La série prend son temps pour installer ses enjeux, ce qui irritera sans doute les téléspectateurs toujours impatients (Qu’ils soient prévenus, la série n’atteint son point d’incandescence qu’à mi-course, après l’épisode quatre, et c’est très bien comme ça !). Renée Ballard, rétrogradée suite à un conflit dans son département que nous ne découvrirons que progressivement, parce qu’il viendra se mêler à l’une des enquêtes, revient diriger une unité, composée seulement de volontaires bénévoles (!) chargée de résoudre des « cold cases »… C’est-à-dire un concept très à la mode en ce moment, non seulement dans la fiction, mais également dans la réalité : rappelons que, depuis 2022, la France s’est aussi dotée d’un pôle « cold cases » basé à Nanterre (… comme quoi la fiction peut inspirer de bonnes choses aux hommes politiques !).
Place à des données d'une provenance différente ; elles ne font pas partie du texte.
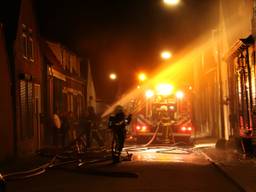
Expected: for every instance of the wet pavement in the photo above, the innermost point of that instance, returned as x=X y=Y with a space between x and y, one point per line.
x=240 y=170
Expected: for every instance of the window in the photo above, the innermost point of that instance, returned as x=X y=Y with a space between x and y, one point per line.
x=24 y=45
x=30 y=49
x=27 y=43
x=26 y=109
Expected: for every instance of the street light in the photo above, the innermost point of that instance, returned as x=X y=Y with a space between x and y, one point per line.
x=171 y=2
x=112 y=76
x=179 y=95
x=166 y=55
x=142 y=77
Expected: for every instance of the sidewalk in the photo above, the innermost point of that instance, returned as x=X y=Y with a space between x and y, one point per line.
x=241 y=170
x=45 y=157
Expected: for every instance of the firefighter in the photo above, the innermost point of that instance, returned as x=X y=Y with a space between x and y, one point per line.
x=117 y=123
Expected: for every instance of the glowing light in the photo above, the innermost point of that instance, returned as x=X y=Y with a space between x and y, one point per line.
x=179 y=94
x=164 y=89
x=144 y=128
x=112 y=76
x=171 y=2
x=149 y=93
x=166 y=55
x=142 y=77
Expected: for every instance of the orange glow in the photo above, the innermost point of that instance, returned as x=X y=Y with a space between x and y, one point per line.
x=179 y=94
x=166 y=55
x=171 y=2
x=164 y=89
x=142 y=77
x=112 y=76
x=149 y=93
x=180 y=70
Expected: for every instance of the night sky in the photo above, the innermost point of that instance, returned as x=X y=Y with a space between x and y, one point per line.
x=124 y=36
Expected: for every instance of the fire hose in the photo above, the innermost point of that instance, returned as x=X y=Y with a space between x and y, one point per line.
x=50 y=164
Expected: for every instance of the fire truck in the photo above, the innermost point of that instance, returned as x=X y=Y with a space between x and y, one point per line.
x=163 y=116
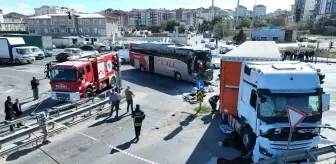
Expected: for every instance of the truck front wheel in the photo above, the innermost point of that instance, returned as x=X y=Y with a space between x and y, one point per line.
x=89 y=93
x=248 y=138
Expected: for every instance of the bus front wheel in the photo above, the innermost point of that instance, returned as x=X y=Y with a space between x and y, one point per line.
x=177 y=76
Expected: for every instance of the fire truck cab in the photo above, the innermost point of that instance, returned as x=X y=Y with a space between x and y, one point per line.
x=81 y=78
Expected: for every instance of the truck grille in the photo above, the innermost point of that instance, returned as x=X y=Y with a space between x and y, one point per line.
x=298 y=145
x=63 y=96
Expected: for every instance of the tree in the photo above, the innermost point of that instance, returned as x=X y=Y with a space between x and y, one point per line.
x=191 y=28
x=154 y=28
x=219 y=30
x=260 y=23
x=245 y=23
x=170 y=25
x=240 y=37
x=278 y=20
x=182 y=28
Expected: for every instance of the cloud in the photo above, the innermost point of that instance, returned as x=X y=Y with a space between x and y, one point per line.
x=77 y=6
x=22 y=5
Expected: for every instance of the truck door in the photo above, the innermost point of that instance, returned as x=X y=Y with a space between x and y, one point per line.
x=88 y=73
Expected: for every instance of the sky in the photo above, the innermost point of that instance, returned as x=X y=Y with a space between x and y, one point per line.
x=27 y=6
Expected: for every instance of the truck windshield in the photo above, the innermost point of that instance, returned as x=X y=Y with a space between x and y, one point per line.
x=275 y=106
x=63 y=75
x=23 y=51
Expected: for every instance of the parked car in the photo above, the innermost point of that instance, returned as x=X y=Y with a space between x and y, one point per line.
x=62 y=57
x=47 y=53
x=37 y=52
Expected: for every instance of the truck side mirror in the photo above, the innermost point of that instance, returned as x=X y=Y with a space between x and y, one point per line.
x=325 y=102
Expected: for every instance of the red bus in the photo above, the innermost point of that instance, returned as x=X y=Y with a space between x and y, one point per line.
x=171 y=60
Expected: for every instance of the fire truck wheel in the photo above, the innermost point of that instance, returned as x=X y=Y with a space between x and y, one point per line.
x=89 y=92
x=248 y=139
x=177 y=76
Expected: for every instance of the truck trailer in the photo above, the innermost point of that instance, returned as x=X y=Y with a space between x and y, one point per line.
x=81 y=78
x=13 y=50
x=255 y=88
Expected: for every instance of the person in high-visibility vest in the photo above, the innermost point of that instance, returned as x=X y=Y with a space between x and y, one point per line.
x=138 y=116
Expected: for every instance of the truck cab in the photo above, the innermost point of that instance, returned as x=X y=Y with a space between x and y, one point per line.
x=256 y=87
x=73 y=80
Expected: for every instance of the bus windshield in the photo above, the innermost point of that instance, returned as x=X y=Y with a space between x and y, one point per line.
x=67 y=75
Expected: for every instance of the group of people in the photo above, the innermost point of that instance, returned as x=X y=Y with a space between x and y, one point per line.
x=297 y=54
x=138 y=115
x=12 y=111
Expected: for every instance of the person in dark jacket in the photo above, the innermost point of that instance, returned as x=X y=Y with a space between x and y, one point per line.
x=213 y=102
x=17 y=110
x=34 y=84
x=138 y=116
x=9 y=112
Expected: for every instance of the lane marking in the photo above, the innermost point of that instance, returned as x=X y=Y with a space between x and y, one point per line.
x=110 y=146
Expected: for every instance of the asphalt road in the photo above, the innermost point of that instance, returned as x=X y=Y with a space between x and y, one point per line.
x=15 y=82
x=170 y=133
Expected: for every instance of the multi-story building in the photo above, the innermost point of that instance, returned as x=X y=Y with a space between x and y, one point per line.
x=80 y=24
x=45 y=9
x=325 y=8
x=240 y=11
x=304 y=10
x=259 y=11
x=12 y=22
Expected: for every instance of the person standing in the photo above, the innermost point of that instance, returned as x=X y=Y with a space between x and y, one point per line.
x=9 y=112
x=138 y=116
x=129 y=98
x=42 y=119
x=18 y=112
x=213 y=102
x=34 y=84
x=114 y=101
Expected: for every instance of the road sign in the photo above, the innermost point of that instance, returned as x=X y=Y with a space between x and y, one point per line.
x=294 y=116
x=200 y=85
x=199 y=95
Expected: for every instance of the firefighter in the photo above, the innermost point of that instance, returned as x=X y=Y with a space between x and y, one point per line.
x=138 y=116
x=213 y=102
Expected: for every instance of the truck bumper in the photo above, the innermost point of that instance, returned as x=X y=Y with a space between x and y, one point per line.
x=65 y=96
x=264 y=148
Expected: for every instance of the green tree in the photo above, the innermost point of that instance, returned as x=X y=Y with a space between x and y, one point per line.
x=245 y=23
x=260 y=23
x=219 y=30
x=278 y=20
x=191 y=28
x=182 y=28
x=154 y=28
x=170 y=25
x=240 y=37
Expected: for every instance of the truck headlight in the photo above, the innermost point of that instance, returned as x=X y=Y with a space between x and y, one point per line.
x=264 y=151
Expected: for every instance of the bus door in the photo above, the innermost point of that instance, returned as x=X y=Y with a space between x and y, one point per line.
x=151 y=63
Comme dans les séries précédentes de l’univers de Connelly, plusieurs enquêtes, plus ou moins au long cours, vont s’entremêler au fil des dix épisodes, mais cette structure narrative permet surtout d’entrelacer intrigues du présent et blessures du passé que les personnages ont remisés dans leur mémoire, mais qui vont ressurgir. Mais Ballard se distingue de ses prédécesseurs en incluant dans son scénario un « arc » général beaucoup plus intime et pourtant plus politique : autour de la corruption policière, des méthodes internes, de la violence institutionnelle, de l’image tellement décriée du L.A.P.D., mais aussi en adoptant comme centre de gravité de la saison la question des violences faites aux femmes. En cela, Ballard dépasse clairement la routine de la série policière classique, et c’est là véritablement un « plus ».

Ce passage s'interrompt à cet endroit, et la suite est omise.